Ordinarily diplomatic—and cautious when criticizing companies they cover—analysts are blunt about Supervalu, a 150,000-employee grocery chain that sells under various brands, including Albertsons on the West Coast, Acme in Philadelphia, Jewel in Chicago, and Shaws in New England.
"I don't think they're going to be able to recover from their current challenges," says Karen Short, an analyst at BMO Capital Markets, who rates the shares "market perform."
"Their base business is in a very poor position," says Jefferies & Co. analyst Scott Mushkin, who says shareholders would probably be better off if the company were broken up and sold to competitors. He has a "hold" rating on the shares.
In second-quarter results reported on Oct. 19, Supervalu's same-store sales fell 6.4 percent and total sales dropped 8.5 percent, to $8.66 billion, vs. year-earlier results. As consumers defected to other retailers, the chain's customer count was down 3.9 percent from a year ago, a decline that Janney Capital Markets analyst Jonathan Feeney called "awful." Feeney gives the shares a "neutral" rating.
Minuscule Price-to-Earnings Ratio
In the counterintuitive world of stock investing, unanimous negativity can attract buyers looking for a deal. "Overpessimism is what attracts us to the stock," says Thomas Villalta, lead portfolio manager of the Jones Villalta Opportunity Fund (JVOFX), a Supervalu shareholder. He says the stock is "significantly undervalued."
Supervalu shares are down 14 percent in 2010, compared to supermarket chains Kroger (KR) and Safeway (SWY), which are up 7.2 percent and 7.6 percent, respectively. For Supervalu, the price-to-earnings ratio, a common measure of valuation, is 6. For mass-market retail peers, the average p-e is 15, according to a Bloomberg data measure that includes Wal-Mart Stores (WMT), Kroger, Safeway, Whole Foods Market (WFMI), CVS Caremark (CVS), and Walgreen (WAG).

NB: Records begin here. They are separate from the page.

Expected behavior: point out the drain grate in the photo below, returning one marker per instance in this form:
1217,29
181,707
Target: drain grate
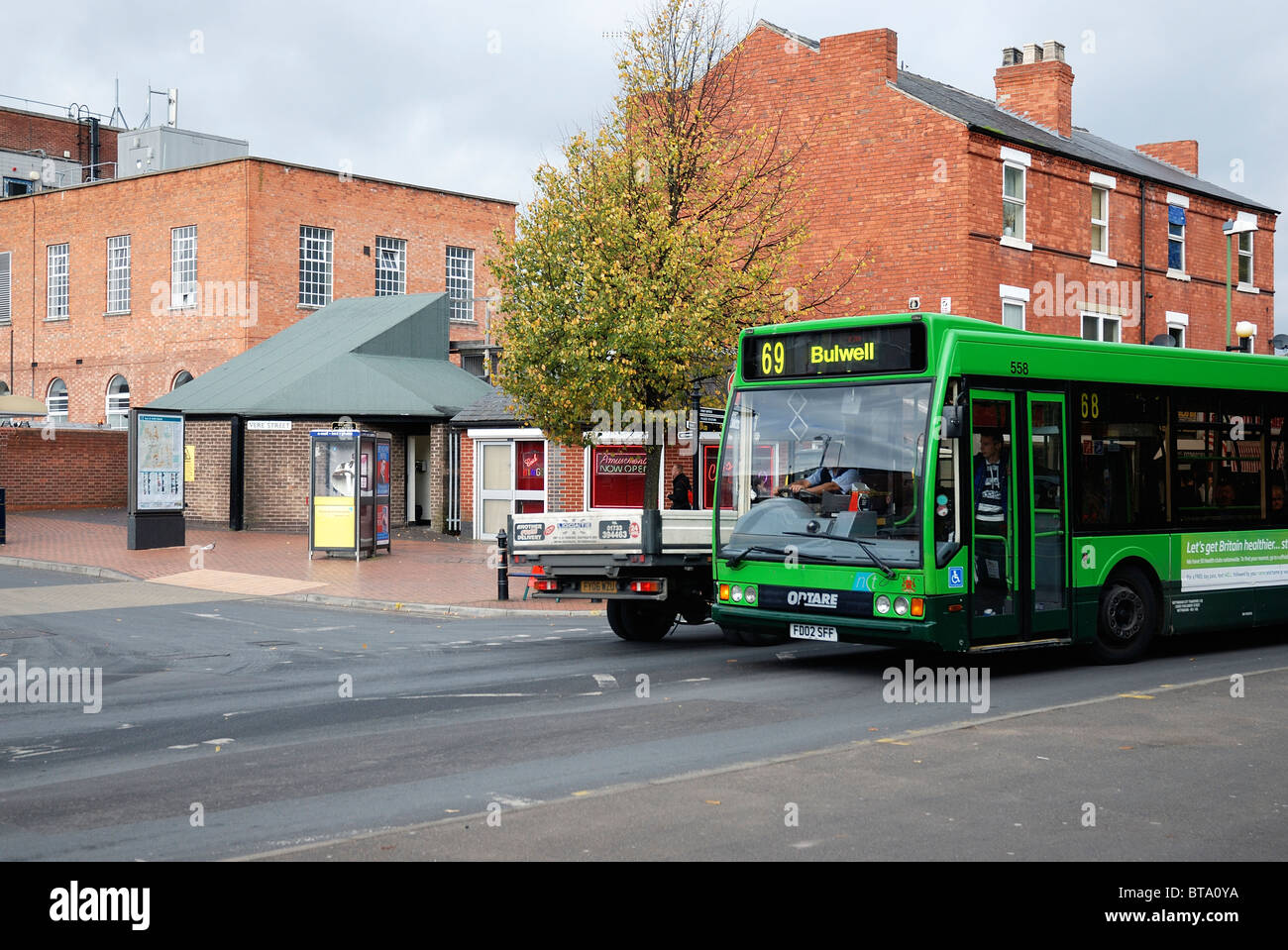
24,633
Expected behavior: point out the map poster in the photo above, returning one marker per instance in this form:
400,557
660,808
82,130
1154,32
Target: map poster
160,463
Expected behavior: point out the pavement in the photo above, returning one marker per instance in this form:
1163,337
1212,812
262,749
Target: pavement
424,573
1181,773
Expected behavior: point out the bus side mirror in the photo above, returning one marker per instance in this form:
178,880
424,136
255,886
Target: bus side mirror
952,425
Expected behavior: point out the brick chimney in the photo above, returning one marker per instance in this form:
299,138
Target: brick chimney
1183,154
874,54
1037,85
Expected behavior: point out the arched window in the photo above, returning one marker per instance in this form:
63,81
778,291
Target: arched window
55,399
117,402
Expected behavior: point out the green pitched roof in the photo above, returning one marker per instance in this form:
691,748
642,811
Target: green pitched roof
362,356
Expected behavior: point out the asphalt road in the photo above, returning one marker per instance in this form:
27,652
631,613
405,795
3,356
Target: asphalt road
316,733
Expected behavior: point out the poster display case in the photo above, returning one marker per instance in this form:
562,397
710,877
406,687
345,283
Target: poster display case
349,477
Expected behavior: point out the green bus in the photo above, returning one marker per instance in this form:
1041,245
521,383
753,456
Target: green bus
931,480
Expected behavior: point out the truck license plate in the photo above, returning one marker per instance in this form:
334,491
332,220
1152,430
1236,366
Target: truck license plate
811,631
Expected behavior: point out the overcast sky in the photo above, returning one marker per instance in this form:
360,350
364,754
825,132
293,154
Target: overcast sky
472,95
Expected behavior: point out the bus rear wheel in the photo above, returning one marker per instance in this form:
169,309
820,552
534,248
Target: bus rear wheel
642,620
1127,618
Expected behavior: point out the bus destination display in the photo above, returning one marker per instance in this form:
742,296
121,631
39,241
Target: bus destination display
848,352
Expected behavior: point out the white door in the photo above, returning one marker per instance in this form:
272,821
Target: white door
510,477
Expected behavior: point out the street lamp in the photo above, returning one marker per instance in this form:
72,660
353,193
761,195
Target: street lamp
1231,229
1244,331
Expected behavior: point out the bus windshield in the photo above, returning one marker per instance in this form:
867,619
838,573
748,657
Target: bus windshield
825,474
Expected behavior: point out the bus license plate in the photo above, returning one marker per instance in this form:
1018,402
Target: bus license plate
811,631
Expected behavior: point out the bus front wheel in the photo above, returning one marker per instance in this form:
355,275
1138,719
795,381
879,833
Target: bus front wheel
1127,618
645,620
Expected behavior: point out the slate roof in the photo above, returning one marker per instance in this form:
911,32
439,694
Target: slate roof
492,408
364,356
984,115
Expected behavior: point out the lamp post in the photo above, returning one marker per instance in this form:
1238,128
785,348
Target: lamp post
1231,229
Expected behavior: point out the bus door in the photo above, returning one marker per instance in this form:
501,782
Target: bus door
1019,470
1047,516
992,479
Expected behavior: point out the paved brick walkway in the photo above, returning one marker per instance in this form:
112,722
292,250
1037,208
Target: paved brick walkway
257,563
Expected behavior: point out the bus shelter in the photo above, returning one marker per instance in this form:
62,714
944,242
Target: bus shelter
349,492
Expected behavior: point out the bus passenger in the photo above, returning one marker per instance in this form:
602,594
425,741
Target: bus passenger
824,480
991,538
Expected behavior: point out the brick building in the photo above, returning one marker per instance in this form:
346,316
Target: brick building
992,207
40,151
1001,207
377,362
116,291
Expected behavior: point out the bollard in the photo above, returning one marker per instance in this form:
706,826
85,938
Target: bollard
502,579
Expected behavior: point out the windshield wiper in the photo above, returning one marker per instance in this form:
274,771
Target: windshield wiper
739,557
885,568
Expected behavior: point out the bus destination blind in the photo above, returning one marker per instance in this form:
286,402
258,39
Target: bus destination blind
849,352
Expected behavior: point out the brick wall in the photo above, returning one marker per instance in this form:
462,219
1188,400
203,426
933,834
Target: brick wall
1183,155
896,177
275,475
27,132
76,469
248,214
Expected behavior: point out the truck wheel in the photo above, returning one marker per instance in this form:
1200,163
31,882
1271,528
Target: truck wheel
1127,618
640,620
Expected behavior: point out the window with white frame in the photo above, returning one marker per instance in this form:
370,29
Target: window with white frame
1014,304
1013,201
56,297
460,282
5,299
1245,258
55,399
1176,239
119,273
183,266
1100,326
316,253
117,402
390,266
1100,222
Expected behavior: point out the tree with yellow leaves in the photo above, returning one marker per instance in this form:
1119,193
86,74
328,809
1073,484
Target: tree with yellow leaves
674,226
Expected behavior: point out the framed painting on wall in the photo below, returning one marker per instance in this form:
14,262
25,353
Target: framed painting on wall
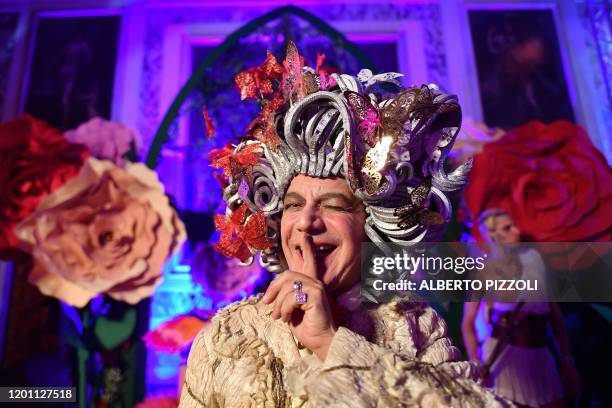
72,68
520,68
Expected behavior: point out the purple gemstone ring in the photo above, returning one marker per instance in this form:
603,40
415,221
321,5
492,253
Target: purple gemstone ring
297,285
301,297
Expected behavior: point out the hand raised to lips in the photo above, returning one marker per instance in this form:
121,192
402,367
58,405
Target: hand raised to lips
311,322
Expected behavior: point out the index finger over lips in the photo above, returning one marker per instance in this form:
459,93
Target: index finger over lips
285,278
310,262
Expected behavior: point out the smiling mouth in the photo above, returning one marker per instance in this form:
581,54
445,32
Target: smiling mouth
320,251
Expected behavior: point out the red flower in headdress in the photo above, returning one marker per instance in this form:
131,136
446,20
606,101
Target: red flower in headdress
293,80
210,127
327,81
239,233
259,78
263,127
234,164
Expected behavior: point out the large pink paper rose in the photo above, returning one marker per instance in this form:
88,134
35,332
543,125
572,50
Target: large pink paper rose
105,140
550,178
109,230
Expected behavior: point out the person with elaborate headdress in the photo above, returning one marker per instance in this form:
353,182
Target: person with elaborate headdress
331,162
515,354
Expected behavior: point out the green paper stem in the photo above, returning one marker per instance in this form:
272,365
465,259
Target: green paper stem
161,136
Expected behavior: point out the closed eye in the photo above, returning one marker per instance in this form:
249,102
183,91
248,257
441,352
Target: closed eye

Craig Herkert, a former Wal-Mart executive, took over as Supervalu's chief executive officer in May 2009 and is trying to turn the company around by cutting costs, lowering prices, and paying down debt. "It may be too little, too late," says Ajay Jain, an analyst at Hapoalim Securities, who has a "neutral" rating on shares.
Analysts' list of concerns about Supervalu start with its debt load. At the end of the last quarter, the chain had $7.1 billion in total debt, most stemming from the acquisition of the Albertsons grocery chain in 2006, which more than doubled its sales while increasing its debt load sixfold.

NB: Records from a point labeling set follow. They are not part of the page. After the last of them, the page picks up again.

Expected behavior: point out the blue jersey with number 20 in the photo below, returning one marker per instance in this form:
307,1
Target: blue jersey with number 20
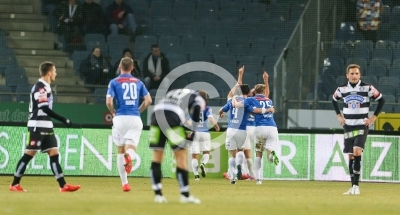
237,116
127,90
260,101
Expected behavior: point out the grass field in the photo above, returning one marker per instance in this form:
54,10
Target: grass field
104,196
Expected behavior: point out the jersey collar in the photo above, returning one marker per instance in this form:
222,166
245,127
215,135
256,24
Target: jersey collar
44,82
358,84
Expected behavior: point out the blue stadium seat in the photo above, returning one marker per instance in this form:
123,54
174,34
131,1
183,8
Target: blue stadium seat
370,80
385,44
94,38
377,70
391,81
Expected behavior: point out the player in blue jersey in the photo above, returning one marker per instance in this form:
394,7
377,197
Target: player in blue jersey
236,132
202,139
266,132
126,90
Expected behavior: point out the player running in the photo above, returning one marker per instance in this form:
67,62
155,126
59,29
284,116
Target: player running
202,139
166,126
127,124
266,132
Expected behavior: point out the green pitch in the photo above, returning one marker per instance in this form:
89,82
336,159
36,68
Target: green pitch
103,196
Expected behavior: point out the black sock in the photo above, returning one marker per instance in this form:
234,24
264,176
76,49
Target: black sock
57,171
183,179
21,167
357,169
351,161
156,175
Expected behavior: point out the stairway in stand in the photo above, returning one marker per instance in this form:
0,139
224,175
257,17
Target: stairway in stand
27,36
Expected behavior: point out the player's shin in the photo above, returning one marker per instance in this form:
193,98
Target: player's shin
351,161
121,169
195,166
205,158
156,175
232,168
257,168
250,167
57,170
357,169
183,179
21,167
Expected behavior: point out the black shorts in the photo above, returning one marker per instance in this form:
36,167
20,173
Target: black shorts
356,141
38,141
169,130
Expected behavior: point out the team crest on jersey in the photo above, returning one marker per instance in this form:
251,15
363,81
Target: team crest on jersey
353,101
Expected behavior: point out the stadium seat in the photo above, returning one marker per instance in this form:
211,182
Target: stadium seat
94,38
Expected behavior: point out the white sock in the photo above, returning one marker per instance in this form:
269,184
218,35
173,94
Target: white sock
121,169
257,168
195,165
250,167
205,158
239,158
131,153
232,168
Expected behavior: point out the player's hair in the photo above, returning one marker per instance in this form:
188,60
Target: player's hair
244,90
259,89
126,64
45,68
203,94
352,66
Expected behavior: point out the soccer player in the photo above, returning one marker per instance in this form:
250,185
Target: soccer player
127,124
202,139
356,97
41,133
266,132
236,132
166,125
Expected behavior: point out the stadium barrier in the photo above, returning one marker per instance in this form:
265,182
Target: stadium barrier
303,156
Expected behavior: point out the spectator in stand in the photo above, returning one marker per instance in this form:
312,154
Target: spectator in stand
369,18
120,16
155,68
136,70
93,18
96,69
48,7
69,22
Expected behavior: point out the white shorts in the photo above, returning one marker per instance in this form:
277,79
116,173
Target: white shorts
235,138
266,137
127,130
250,137
201,143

Few worry that Supervalu could default on this debt soon. In fact, the company is paying debts down faster than it had previously indicated, including a $650 million reduction forecast by the company for this fiscal year, which ends in February.

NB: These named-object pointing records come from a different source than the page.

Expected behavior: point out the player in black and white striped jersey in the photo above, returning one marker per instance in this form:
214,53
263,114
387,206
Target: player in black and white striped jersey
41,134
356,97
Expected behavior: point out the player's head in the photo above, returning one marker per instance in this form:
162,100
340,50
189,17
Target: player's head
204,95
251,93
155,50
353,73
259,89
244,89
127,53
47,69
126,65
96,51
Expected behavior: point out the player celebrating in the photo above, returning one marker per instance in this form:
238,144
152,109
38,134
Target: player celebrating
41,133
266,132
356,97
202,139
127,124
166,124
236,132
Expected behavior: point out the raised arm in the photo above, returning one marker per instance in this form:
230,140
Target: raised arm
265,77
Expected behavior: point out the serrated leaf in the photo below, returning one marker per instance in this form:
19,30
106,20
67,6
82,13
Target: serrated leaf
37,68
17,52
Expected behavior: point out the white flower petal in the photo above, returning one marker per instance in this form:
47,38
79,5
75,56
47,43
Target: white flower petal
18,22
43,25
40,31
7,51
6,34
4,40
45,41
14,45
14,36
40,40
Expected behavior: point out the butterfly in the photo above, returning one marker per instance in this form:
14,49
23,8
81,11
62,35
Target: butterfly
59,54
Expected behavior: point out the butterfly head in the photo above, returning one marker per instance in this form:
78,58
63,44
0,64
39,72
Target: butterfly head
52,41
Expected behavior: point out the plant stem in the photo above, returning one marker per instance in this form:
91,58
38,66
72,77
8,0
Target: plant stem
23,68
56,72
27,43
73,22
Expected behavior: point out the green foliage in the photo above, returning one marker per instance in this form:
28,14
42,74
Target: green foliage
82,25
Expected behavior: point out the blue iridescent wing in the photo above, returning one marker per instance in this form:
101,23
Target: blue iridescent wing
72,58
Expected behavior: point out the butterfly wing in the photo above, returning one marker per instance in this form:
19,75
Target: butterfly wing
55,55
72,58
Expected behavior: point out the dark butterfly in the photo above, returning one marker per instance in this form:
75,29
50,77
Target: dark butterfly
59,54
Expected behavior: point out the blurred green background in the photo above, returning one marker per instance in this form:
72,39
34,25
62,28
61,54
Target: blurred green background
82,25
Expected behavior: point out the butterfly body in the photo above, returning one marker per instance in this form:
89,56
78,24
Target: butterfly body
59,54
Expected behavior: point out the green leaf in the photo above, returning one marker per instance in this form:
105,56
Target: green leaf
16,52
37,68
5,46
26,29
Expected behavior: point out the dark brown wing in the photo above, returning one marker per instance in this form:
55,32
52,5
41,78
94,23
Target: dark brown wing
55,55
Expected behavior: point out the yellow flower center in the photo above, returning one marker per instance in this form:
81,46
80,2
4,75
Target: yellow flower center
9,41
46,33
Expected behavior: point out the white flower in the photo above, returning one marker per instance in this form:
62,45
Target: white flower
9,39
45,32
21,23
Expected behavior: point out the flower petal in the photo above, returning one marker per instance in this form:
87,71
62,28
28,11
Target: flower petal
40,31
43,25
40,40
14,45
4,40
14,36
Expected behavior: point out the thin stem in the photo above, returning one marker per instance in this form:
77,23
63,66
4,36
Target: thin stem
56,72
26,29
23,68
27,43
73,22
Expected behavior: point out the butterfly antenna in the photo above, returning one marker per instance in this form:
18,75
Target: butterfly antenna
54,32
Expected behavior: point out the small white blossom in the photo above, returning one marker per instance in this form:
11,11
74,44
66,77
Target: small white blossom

Paying Debt Leaves Little Flexibility
"The debt is manageable for now," says Evan Mann, an analyst at credit research firm Gimme Credit.
The problem is that debt payments leave less money for other needs. "It doesn't give them a lot of business flexibility," Jefferies' Mushkin says.
And Supervalu has many urgent priorities. From marketing to technology, the company's systems are behind those of competitors in many areas, analysts say. "They're just so far behind, I don't know that there is any way to catch up," BMO's Short says. She adds that the chain also hasn't effectively responded to the latest retail trends, from discounters' new food offerings to the growth of specialty chains such as Trader Joe's. "They have not kept pace," she says.
Herkert, Supervalu's CEO, has acknowledged the problems and is trying to catch up. He has brought in a new management team, is centralizing such functions as marketing, and is changing the assortment of items on shelves to a more efficient mix. He is also positioning Supervalu as "America's neighborhood grocer" by adding more local merchandise to each store.
Analysts say many Supervalu stores need to be renovated, particularly those acquired in the Albertsons deal. "The Albertsons store fleet was kind of caught up in a time warp," Jain says. "You have to put a lot of capital in those stores, to wow customers [and] get them to come back," Short says.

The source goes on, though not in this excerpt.